Participatory approaches to research are well established in geography (Kindon et al. 2007). Extending them to publishing unsettles the norms of academic publication by questioning: Who owns the research? Who should write/represent the knowledge generated? Who is the audience? In what language (in all senses) should we write? How might publishing contribute to social change?
Geographers are experimenting with forms of co- and collective authorship with research participants/partners, and among themselves. Janet Townsend (Townsend et al. 1995) co-authored one of the earliest examples and our own collaborative work (e.g. mrs kinpaisby 2008; mrs c kinpaisby-hill 2011) draws strength from the feminist and collectivist spirit of the Women and Geography Study Group (1997) and ‘J. K. Gibson-Graham’ (e.g. 2005). Our pseudonyms reflect the impossibility of separating out our contributions and are gestures to the absence of ordinary voices in scholarship, aiming to disrupt the ‘game’ of individualistic publishing and citation (see also the Autonomous Geographies Collective 2010; Ian Cook et al. 2008 and Participatory Geographies Research Group 2012). Elsewhere, the chasm between critical geographers’ stated commitment to radical praxis and justice, and the privileging of academic publication reinforces the position of ‘the university’ as a distanced ivory tower (see also Berg 2004).
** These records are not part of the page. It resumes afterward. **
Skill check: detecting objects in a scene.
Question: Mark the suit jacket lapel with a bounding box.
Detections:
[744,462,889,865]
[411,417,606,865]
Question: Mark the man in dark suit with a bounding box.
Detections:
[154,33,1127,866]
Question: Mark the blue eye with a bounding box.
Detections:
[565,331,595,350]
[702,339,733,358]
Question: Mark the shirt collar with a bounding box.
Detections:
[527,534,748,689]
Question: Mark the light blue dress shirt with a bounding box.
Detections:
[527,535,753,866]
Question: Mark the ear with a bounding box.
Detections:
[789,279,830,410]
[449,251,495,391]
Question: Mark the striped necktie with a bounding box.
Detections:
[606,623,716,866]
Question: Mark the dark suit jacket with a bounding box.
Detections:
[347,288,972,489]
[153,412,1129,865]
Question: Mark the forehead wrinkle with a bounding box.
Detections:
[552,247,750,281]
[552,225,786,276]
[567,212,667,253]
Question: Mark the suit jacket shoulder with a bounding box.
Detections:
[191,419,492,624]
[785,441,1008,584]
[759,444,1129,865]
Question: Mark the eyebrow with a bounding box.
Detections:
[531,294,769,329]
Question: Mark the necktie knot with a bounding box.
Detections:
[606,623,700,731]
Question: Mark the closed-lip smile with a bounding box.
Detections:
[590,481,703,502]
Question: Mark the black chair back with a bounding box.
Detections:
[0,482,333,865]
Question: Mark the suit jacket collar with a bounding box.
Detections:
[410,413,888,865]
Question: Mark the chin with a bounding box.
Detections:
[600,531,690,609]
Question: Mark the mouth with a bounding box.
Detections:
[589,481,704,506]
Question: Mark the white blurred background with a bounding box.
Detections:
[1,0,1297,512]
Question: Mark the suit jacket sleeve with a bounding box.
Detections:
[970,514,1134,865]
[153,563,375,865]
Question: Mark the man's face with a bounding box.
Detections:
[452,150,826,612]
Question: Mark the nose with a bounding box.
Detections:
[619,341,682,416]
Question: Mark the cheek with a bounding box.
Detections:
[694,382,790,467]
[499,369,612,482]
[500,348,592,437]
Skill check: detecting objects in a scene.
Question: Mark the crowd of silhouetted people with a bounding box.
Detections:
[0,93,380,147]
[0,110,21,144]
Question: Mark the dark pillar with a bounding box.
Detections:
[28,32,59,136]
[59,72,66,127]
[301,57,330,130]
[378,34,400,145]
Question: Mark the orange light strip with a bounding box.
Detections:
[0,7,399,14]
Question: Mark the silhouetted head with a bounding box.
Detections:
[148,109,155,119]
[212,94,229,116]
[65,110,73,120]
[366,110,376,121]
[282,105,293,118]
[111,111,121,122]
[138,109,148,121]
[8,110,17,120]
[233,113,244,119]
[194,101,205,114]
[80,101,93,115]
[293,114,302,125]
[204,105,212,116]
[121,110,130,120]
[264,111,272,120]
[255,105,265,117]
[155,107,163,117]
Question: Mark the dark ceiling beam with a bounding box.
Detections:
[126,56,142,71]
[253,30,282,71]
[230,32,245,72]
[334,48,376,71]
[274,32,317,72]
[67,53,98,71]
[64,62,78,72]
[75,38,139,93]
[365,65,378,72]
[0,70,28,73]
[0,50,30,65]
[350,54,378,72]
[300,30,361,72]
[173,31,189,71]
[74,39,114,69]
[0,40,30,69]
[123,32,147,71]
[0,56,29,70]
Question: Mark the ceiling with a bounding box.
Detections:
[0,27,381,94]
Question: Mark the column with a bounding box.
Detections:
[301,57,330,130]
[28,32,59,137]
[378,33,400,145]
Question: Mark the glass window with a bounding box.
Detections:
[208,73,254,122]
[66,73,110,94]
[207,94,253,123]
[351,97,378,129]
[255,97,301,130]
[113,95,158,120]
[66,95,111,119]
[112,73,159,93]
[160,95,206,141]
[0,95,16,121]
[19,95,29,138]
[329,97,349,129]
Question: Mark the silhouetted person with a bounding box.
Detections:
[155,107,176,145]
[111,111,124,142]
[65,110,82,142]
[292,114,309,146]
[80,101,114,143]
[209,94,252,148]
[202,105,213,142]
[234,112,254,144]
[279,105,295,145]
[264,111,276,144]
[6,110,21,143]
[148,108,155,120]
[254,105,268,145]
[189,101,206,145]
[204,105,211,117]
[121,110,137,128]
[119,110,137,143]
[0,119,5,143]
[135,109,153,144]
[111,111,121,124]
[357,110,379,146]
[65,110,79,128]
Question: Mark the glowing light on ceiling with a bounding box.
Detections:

Collective writing and participatory publications involve challenges. The process requires genuine alliances and commitment to negotiate differences in priorities, interpretations, ‘voice’, and divisions of time and labour (Cahill and Torre 2007) and the necessary compromises may not always yield radical results. There are also risks involved in breaking the rules of the citation game that privilege publication of single authored articles in elite journals. However, with a suitable degree of critical reflexivity and strategic planning, participatory and collaborative authorship can address some of the issues of representation and accountability that have troubled some geographers, and result in more rigorous and multifaceted scholarship that makes a difference.
Five reasons for publishing collaboratively are to:
Explicitly acknowledge that we are never ‘lone scholars’ and that all knowledge is collectively produced.
Involve reciprocity that formally recognises the time and expertise others contribute to making research projects work; ensuring research benefits extend beyond academic careers, institutions and priorities.
Open academic debate to the informed opinions of a wider range of people to address class, race and gender-based inequalities in knowledge construction and engage directly with the vexed politics of ‘representation’.
Improve scholarship, rigour, validity and the ‘fit’ of theory, as outputs become negotiated texts reflecting a range of experiences, voices and expertise.
Challenge the predominance of competitive and individualistic career paths, and contribute to the movement to disrupt academic institutional structures that increasingly favour certain types and outputs of scholarship as proxies for quality (Pain et al. 2011).
About this guide
Publishing is a crucial, but sometimes daunting and unexplained, part of academic life. All academic geographers are supposed to do it, but there are few formal guidelines about how best it should be done. Many of us discover how to publish by trial and error or through the mentoring and support of colleagues. Publishing and academic landscapes also change, presenting new challenges to established academics. The publishing and getting read guides have four main aims: to provide clear, practical and constructive advice about how to publish research in a wide range of forms; to encourage you to think strategically about your publication profile and plans; to set out some of the opportunities and responsibilities you have as an author; and to support you in getting your published research read.